Re: [PATCH 1/3] pfn_t: Change the encoding

From: Matthew Wilcox
Date: Mon Mar 14 2016 - 11:00:11 EST


On Sun, Mar 13, 2016 at 04:09:38PM -0700, Dan Williams wrote:
> On Sat, Mar 12, 2016 at 10:30 AM, Matthew Wilcox <willy@xxxxxxxxxxxxxxx> wrote:
> > On Fri, Mar 11, 2016 at 01:40:20PM -0800, Dan Williams wrote:
> >> Can we just bit swizzle a pfn_t on insertion/retrieval from the radix?
> >
> > Of course we *can*, but we end up doing more swizzling that way than we
> > do this way. In the Brave New Future where we're storing pfn_t in the
> > radix tree, on a page fault we find the pfn_t in the radix tree then
> > we want to insert it into the page tables.
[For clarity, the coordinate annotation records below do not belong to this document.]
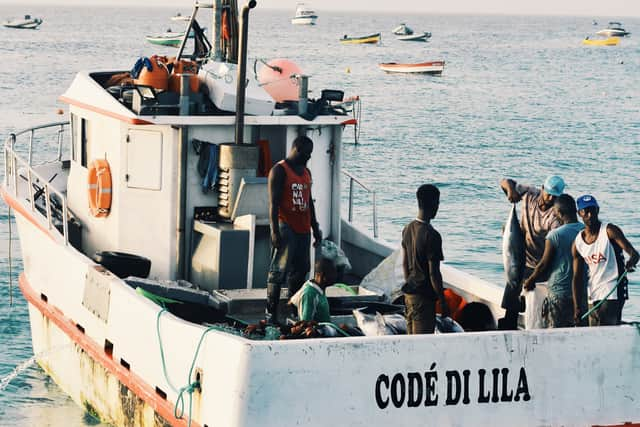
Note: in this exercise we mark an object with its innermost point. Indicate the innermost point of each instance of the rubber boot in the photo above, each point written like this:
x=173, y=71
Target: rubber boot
x=273, y=298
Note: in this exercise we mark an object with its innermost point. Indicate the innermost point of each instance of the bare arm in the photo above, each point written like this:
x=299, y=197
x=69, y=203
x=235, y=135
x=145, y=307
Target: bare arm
x=542, y=267
x=509, y=187
x=577, y=283
x=436, y=283
x=276, y=181
x=616, y=235
x=317, y=233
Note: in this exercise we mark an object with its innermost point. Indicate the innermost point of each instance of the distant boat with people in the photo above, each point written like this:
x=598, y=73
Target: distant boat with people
x=370, y=39
x=418, y=37
x=614, y=29
x=304, y=15
x=402, y=30
x=610, y=41
x=180, y=17
x=26, y=23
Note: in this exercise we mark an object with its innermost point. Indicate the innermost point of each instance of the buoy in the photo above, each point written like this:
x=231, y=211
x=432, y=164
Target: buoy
x=276, y=78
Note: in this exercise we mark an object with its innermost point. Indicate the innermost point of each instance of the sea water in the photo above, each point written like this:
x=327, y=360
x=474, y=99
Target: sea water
x=520, y=97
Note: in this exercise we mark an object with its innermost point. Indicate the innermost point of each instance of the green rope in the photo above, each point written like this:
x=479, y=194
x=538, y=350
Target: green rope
x=178, y=409
x=347, y=288
x=595, y=307
x=334, y=326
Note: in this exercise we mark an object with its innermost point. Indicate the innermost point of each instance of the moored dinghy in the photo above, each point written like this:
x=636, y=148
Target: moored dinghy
x=418, y=37
x=610, y=41
x=434, y=67
x=371, y=38
x=26, y=23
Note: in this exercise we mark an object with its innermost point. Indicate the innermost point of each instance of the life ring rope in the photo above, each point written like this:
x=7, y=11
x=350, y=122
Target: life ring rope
x=99, y=187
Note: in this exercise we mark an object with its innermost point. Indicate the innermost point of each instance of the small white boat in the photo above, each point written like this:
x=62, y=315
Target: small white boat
x=613, y=30
x=27, y=23
x=180, y=17
x=418, y=37
x=304, y=15
x=434, y=67
x=402, y=30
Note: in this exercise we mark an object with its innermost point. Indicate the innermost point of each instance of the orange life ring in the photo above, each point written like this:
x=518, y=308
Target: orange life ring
x=99, y=185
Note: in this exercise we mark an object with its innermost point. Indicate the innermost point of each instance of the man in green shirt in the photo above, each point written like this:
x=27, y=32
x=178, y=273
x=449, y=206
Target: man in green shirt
x=310, y=300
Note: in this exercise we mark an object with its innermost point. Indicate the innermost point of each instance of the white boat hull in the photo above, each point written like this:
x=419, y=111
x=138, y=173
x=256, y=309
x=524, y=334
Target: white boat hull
x=436, y=67
x=569, y=377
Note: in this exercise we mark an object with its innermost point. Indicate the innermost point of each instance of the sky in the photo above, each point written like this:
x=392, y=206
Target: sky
x=591, y=8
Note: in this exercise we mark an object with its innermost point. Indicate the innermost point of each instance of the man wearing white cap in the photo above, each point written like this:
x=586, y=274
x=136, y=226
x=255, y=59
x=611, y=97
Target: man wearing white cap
x=598, y=250
x=536, y=220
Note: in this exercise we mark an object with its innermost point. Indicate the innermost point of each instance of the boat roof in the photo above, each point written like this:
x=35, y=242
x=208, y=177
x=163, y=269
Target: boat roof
x=87, y=93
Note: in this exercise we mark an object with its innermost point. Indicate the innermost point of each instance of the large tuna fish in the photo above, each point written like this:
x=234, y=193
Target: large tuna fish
x=513, y=250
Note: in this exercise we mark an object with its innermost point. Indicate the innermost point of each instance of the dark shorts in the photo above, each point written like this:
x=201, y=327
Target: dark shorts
x=608, y=314
x=558, y=312
x=420, y=314
x=290, y=263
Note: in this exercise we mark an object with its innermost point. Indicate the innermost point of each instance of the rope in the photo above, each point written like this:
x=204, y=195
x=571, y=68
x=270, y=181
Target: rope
x=10, y=263
x=334, y=326
x=595, y=307
x=178, y=409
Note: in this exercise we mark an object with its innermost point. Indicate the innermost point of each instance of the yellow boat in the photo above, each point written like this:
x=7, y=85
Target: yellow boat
x=372, y=38
x=611, y=41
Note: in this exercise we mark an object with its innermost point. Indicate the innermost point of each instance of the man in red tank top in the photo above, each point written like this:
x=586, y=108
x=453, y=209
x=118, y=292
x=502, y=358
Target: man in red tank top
x=292, y=216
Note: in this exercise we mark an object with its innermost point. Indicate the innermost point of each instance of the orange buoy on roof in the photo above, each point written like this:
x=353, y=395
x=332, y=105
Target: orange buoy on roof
x=276, y=78
x=154, y=73
x=99, y=186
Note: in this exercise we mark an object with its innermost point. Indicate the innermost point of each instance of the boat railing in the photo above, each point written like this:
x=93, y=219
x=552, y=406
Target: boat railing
x=14, y=163
x=352, y=180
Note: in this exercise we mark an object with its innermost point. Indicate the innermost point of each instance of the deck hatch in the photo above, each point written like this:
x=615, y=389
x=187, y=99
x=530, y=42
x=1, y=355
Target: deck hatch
x=144, y=159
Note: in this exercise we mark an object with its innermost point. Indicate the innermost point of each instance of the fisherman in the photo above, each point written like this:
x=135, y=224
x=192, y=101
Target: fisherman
x=311, y=301
x=292, y=216
x=422, y=253
x=557, y=263
x=598, y=249
x=536, y=221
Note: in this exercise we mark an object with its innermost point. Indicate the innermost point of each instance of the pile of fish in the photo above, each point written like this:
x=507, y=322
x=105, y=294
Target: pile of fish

So DAX would first have to
> > convert the radix tree entry to a pfn_t, then the page table code has to
> > convert the pfn_t into a pte/pmd/pud (which we currently do by converting
> > a pfn_t to a pfn, then converting the pfn to a pte/pmd/pud, but I assume
> > that either the compiler optimises that into a single conversion, or we'll
> > add pfn_t_pte to each architecture in future if it's actually a problem).
> >
> > Much easier to look up a pfn_t in the radix tree and pass it directly
> > to vm_insert_mixed().
> >
> > If there's any part of the kernel that is doing a *lot* of conversion
> > between pfn_t and pfn, that surely indicates a place in the kernel where
> > we need to convert an interface from pfn to pfn_t.
>
> So this is dependent on where pfn_t gets pushed in the future. For
> example, if we revive using a pfn_t in a bio then I think the
> pfn_to_pfn_t() conversions will be more prevalent than the fs/dax.c
> radix usages.

Yes, we'll be converting to a pfn_t in more places than we are now
... but what do we do with that pfn_t once we've got it into a bio?
Except for some rare cases (brd, maybe pmem), it gets converted into an
sg list which then gets DMA mapped, then the DMA addresses are converted
into whatever format the hardware wants. As long as we convert the sg
list before we convert the bio, there aren't going to be any additional
conversions from pfn_t to pfn. So I don't see this showing up as an
additional per-I/O cost.